CVE-2021-34888
Description
This vulnerability allows remote attackers to disclose sensitive information on affected installations of Bentley View 10.15.0.75. User interaction is required to exploit this vulnerability in that the target must visit a malicious page or open a malicious file. The specific flaw exists within the parsing of JT files. The issue results from the lack of proper validation of user-supplied data, which can result in a read past the end of an allocated buffer. An attacker can leverage this in conjunction with other vulnerabilities to execute arbitrary code in the context of the current process. Was ZDI-CAN-14841.
AI Insight
LLM-synthesized narrative grounded in this CVE's description and references.

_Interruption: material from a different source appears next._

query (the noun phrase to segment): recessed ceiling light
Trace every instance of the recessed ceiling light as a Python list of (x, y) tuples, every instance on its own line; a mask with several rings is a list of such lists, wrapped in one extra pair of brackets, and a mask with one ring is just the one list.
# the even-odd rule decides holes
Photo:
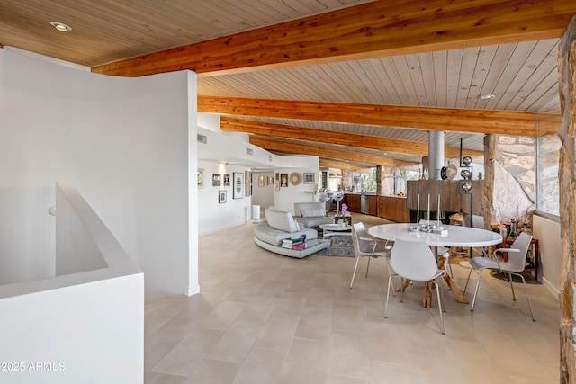
[(64, 22), (50, 22), (50, 25), (62, 32), (72, 31), (72, 27), (70, 27), (69, 25), (66, 25)]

Bentley View 10.15.0.75 contains an out-of-bounds read vulnerability in JT file parsing, potentially leading to information disclosure and code execution.
Vulnerability
CVE-2021-34888 is an out-of-bounds read vulnerability in the JT file parsing component of Bentley View 10.15.0.75 (and possibly earlier versions). The issue stems from the lack of proper validation of user-supplied data while parsing JT files, which can result in a read past the end of an allocated buffer [1][2]. The vulnerability affects Bentley View and other MicroStation-based applications as per the vendor advisory [1]. The specific flaw exists within the parsing of JT files and was assigned ZDI-CAN-14841 [2].
Exploitation
Exploitation requires user interaction; the target must visit a malicious page or open a malicious JT file [2]. An attacker can craft a JT file that triggers the out-of-bounds read when opened in Bentley View. No authentication or special privileges are needed beyond enticing the user to open the file. The attack vector is local (AV:L) and the complexity is low (AC:L) [1][2]. According to the vendor advisory, the CVSS v3.1 score is 7.8 (AV:L/AC:L/PR:N/UI:R/S:U/C:H/I:H/A:H) [1].
Impact
Successful exploitation allows an attacker to read sensitive information beyond the bounds of an allocated buffer. This information disclosure could be used in conjunction with other vulnerabilities to achieve arbitrary code execution in the context of the current process [1][2]. The impact on confidentiality, integrity, and availability is high according to the vendor CVSS score [1]. The ZDI advisory assigns a lower CVSS score of 3.3 (confidentiality only) but notes the potential for code execution when combined with other flaws [2].
Mitigation
Bentley released an advisory (BE-2021-0005) on December 7, 2021, addressing this vulnerability and recommending users update to the latest version of MicroStation or MicroStation-based applications [1]. The specific fixed version for Bentley View is not explicitly stated in the provided references, but the vendor advisory covers multiple CVEs and suggests applying the latest update. Users should upgrade to the most recent build of Bentley View or MicroStation as per Bentley's guidance [1]. If updating is not possible, avoid opening JT files from untrusted sources.
AI Insight generated on May 27, 2026. Synthesized from this CVE's description and the cited reference URLs; citations are validated against the source bundle.
Affected products
2- Range: = 10.15.0.75
- Bentley/Viewv5Range: 10.15.0.75
Patches
0No patches discovered yet.
Vulnerability mechanics
AI mechanics synthesis has not run for this CVE yet.
References
2- www.bentley.com/en/common-vulnerability-exposure/BE-2021-0005mitrex_refsource_MISC
- www.zerodayinitiative.com/advisories/ZDI-21-1477/mitrex_refsource_MISC
News mentions
0No linked articles in our index yet.